According to Glassdoor’s 2019 Diversity & Inclusion Study, in the U.S. 42% of respondents have either witnessed or experienced racism in the workplace. Furthermore, 64% of Black Americans are treated less fairly than whites in the workplace, according to a study by Pew Research Center.
“I think that racism manifests itself in a lot of different ways and sometimes the more subtle ways are in microaggressions, the things that professionals of color have to experience on a day to day,” Angel Duff, Director and Managing Counsel Legal HR and Diversity & Inclusion at Amway, said. “It can really add up and impact your performance and impact your ability to truly be focused on your job.”
Duff advises professionals of color to practice self-care and find trusted allies in the workplace.
“After you’ve taken care of yourself, after you’ve done your part to surround yourself with community, that you can once you have the energy and ability, speak up and start to tell people about your experiences if that seems right and what and how we as an organization can better support you.”
According to Duff, the first step to being an advocate in the workplace is to acknowledge that we all have bias and that racism exists, and to then assess how it impacts those around you.
“Once you’re able to acknowledge and admit that, I think it’s important that you educate yourself. Educate yourself on the historical context that gave rise to the situation that we find ourselves in. Educate yourself on what you can do to be an ally,” Duff expressed.

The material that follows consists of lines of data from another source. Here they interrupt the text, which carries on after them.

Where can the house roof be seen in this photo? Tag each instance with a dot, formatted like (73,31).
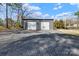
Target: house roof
(37,19)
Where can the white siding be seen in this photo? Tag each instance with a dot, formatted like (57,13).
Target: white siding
(31,25)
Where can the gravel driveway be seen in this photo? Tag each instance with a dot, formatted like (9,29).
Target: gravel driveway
(39,44)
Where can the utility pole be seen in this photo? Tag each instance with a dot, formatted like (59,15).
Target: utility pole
(6,15)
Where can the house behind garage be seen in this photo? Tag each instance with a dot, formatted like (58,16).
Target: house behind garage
(38,24)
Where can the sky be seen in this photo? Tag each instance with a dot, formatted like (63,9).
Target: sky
(48,10)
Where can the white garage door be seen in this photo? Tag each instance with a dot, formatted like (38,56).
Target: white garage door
(31,25)
(44,25)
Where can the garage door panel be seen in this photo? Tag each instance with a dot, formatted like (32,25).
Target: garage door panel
(31,25)
(44,25)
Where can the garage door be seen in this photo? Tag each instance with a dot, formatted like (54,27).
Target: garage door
(31,25)
(44,25)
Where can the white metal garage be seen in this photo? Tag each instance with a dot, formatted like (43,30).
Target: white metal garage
(44,25)
(31,25)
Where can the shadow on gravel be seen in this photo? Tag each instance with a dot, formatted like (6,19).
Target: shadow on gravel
(43,45)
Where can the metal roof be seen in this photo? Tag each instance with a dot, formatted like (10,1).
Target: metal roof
(37,19)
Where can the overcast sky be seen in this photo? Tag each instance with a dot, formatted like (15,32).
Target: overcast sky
(48,10)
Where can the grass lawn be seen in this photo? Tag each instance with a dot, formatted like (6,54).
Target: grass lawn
(70,31)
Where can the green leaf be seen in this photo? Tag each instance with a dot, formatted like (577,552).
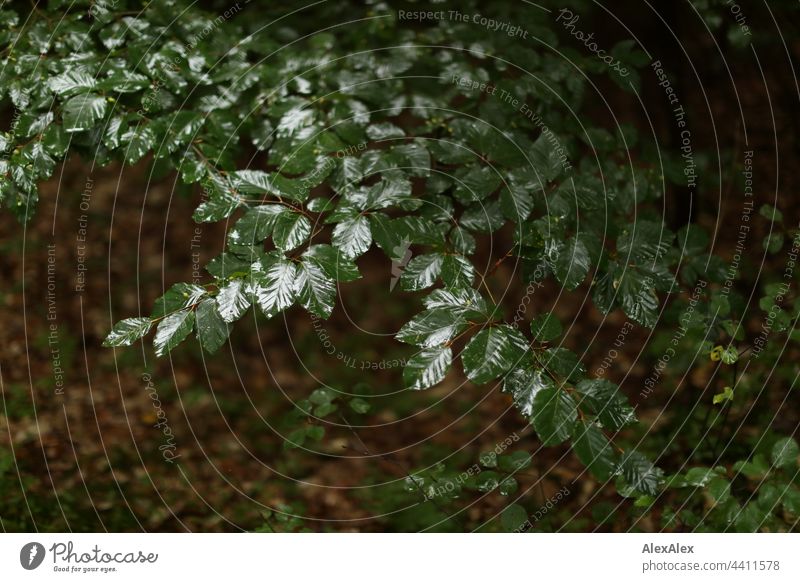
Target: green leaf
(421,272)
(562,362)
(640,473)
(492,352)
(457,271)
(212,329)
(432,328)
(275,287)
(785,453)
(256,224)
(571,262)
(465,299)
(476,184)
(333,262)
(603,399)
(770,212)
(427,368)
(639,300)
(594,450)
(128,331)
(719,489)
(139,140)
(523,384)
(546,327)
(514,518)
(387,192)
(291,230)
(233,300)
(71,82)
(81,112)
(554,416)
(221,204)
(644,240)
(483,217)
(172,330)
(315,289)
(353,236)
(179,296)
(360,406)
(724,396)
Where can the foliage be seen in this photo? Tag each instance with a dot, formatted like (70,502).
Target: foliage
(318,155)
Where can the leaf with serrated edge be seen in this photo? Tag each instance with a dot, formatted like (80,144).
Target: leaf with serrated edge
(594,450)
(233,300)
(275,286)
(291,230)
(172,330)
(421,272)
(427,368)
(316,291)
(212,330)
(554,416)
(353,236)
(128,331)
(490,353)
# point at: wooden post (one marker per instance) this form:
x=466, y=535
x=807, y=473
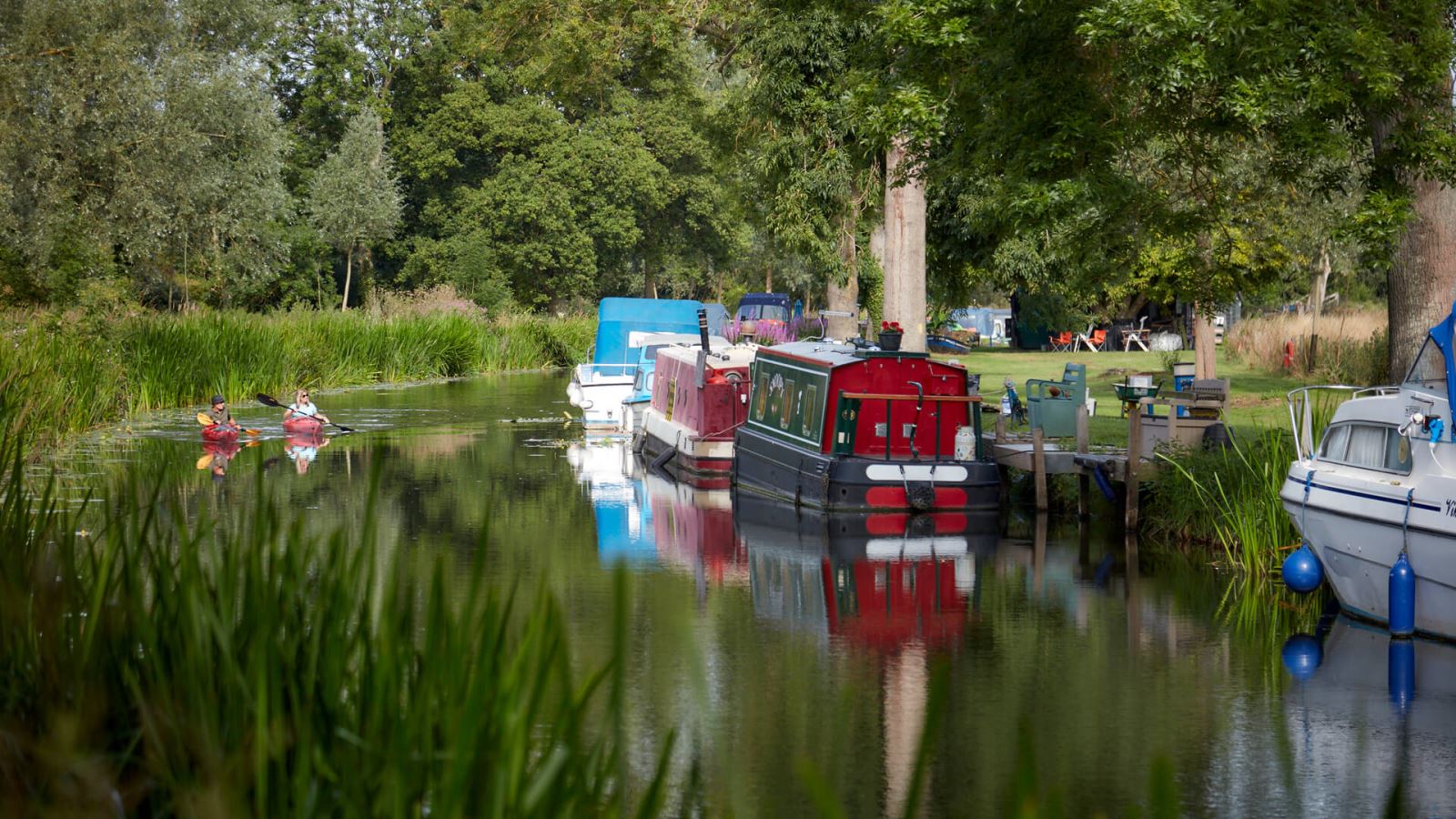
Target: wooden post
x=1038, y=468
x=1084, y=445
x=1135, y=453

The next step is to be able to speak up and to listen to those impacted by racism. “Share your learnings with your circle ... one of the things is it’s really hard to have this dialogue ... but if you’re willing to speak out against discrimination or racism, and share your know with those in the sphere of your influence, I think you’re going to be better able to drive change.”
On a broader level, Duff thinks it’s important that inclusivity and anti-racism is woven through all policies and practices in the workplace, in order to eliminate bias on a systematic level.
Government, from municipal to state to federal, was not created by people of color according to Grand Rapids City Commissioner Milinda Ysasi.
“In some ways, I think it’s this idea of how do we decolonize? How do we really think differently about our structure of government based upon the values that different groups of people have,” Ysasi said. “I think the biggest thing that we can do and the conversation that we’re having right now is how do we do that as it relates to identifying where funding should go in communities?”
You don’t have to have a seat in government to create change, however. “It’s not the only way that you can contribute back civically in your community,” Ysasi expressed.
Running for office is challenging, and Ysasi urges those interested to make sure it’s for the right reasons.
“The biggest thing for me when I ran for office and now serving, is you need to come to the issue, whatever you feel, based upon your own lived experiences, based upon what you know, what you decided to run on, what’s important to your constituents.”
From criminalization to redlining and access to capital, there are many racialized outcomes that affect the community, according to Ysasi. In 2006, the Michigan Civil Rights Initiative, known as Proposal 2, barred affirmative action by public institutions and is a policy that has shown to have a detrimental impact in communities according to Ysasi.
“There’s no better moment than what we’re in right now to make change...if I’m going to be an ally, it’s sitting with that uncomfortableness and recognizing my own privilege and how do I not just be committed to equity, but how am I committed to anti-racist work.”